I do use both Photoshop (light editing) and illustrator regularly, and hope that it works for that. Honestly, the specs on this Air are better than the 6 year old PC laptop I'm currently working on. I just hope I'm not making a mistake by not upping the storage to 256MB. However, I have portable externals and a Pro Dropbox account if needed. 

The deciding factor of the 11" Air is: size, weight and portability. 

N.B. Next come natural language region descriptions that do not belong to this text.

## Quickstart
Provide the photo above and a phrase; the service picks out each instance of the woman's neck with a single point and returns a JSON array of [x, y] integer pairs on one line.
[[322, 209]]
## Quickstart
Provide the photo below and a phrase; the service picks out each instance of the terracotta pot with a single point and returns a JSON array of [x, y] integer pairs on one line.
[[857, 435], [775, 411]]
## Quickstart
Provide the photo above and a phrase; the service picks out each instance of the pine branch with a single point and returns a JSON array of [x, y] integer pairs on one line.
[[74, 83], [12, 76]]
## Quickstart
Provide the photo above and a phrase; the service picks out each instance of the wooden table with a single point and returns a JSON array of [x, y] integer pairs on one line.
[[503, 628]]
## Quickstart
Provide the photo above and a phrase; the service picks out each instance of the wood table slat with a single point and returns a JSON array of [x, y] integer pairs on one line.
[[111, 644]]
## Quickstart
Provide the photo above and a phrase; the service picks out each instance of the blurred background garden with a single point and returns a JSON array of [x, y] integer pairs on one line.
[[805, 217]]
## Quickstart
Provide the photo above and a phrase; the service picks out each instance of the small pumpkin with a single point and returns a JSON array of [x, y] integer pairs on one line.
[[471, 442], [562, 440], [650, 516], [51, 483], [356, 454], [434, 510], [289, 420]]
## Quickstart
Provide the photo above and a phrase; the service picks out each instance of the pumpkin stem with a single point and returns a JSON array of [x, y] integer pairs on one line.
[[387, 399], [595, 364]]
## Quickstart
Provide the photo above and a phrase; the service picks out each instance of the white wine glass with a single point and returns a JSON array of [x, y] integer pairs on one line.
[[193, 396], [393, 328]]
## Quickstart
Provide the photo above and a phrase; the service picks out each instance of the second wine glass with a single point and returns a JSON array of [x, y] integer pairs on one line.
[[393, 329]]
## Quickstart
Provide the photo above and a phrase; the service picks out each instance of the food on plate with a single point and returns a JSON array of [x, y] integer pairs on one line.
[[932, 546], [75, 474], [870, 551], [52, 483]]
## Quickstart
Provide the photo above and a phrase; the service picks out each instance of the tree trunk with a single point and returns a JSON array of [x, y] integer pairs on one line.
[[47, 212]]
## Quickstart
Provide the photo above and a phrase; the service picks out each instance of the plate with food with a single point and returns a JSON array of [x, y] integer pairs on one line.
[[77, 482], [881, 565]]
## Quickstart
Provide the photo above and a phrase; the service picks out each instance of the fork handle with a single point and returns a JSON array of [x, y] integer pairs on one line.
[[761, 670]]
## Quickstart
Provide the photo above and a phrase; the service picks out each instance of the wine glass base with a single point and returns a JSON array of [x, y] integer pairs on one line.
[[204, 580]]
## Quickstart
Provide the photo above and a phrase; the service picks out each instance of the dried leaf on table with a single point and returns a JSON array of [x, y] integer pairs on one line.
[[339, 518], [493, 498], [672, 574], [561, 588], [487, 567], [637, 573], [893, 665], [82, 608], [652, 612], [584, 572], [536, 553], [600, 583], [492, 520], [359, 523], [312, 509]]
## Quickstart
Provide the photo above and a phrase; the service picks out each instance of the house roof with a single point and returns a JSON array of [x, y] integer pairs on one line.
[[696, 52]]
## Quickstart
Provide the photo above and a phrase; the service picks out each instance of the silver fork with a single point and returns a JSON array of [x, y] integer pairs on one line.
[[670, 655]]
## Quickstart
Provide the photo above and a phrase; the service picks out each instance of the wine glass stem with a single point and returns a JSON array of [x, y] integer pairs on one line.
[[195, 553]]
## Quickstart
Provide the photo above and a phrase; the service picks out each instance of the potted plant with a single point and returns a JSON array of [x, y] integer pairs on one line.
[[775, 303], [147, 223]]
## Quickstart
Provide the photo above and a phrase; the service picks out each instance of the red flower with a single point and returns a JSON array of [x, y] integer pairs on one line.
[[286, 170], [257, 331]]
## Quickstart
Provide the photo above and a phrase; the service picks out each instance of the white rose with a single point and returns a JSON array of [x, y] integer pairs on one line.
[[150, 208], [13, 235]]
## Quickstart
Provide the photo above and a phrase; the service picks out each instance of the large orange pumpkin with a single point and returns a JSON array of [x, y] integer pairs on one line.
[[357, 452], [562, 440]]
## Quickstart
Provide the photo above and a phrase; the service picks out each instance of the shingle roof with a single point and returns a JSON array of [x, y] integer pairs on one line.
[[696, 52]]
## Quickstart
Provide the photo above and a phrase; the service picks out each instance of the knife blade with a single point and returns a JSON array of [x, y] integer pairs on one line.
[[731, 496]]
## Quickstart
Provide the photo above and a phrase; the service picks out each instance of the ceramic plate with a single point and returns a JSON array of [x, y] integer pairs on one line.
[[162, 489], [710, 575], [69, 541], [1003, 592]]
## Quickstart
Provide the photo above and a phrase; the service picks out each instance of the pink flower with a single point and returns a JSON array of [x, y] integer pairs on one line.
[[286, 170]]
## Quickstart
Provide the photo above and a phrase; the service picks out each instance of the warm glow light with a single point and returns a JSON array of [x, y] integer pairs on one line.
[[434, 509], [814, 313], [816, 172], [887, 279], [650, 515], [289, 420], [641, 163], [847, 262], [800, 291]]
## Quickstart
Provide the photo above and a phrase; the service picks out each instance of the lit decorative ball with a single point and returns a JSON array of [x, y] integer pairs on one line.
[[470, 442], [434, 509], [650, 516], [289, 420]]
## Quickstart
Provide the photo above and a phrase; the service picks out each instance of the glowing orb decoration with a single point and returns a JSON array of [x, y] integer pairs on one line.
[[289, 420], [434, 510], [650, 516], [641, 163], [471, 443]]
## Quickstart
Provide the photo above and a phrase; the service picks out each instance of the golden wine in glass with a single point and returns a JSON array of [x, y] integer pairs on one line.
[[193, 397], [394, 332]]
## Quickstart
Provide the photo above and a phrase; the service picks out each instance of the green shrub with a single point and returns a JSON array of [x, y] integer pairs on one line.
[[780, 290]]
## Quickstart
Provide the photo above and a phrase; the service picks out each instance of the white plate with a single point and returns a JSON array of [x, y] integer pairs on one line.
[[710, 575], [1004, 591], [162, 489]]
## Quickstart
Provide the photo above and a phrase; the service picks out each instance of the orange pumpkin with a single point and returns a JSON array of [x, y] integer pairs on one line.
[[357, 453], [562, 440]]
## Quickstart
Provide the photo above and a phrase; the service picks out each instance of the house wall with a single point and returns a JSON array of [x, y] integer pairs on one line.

Thanks again for your insight. 

Great post!
I just ordered a Mac Air yesterday. The basic model, I was toying with the idea of the Pro but as you said, the computer is just a tool.

How old is your air?

How old is your air?

THANK YOU!!

Good article and reading it also reminded me as I and probably others have also said, "It's much more important who's behind the camera than who's camera you're behind."  I am also in the process of lightening my load as I grow older the cameras and the Macbook Pro become heavier and heavier.  Ernest

Thanks for this article.  I have recently bought myself a camera and a new mac Air and am about to embark on three months in Inida and then hopefully a for a further two years.  I work in Theatre and enjoy images very much.  I have decided to take a breath and fulfill a long-time yearning to be able to call myself an amateur photographer.  your article has made me feel much better about buying 'air'.  I am no pro when it comes to image manipulation but i enjoy investigating it very much.  Your advise re external storage is duly noted as well.  Thanks for such a clear article.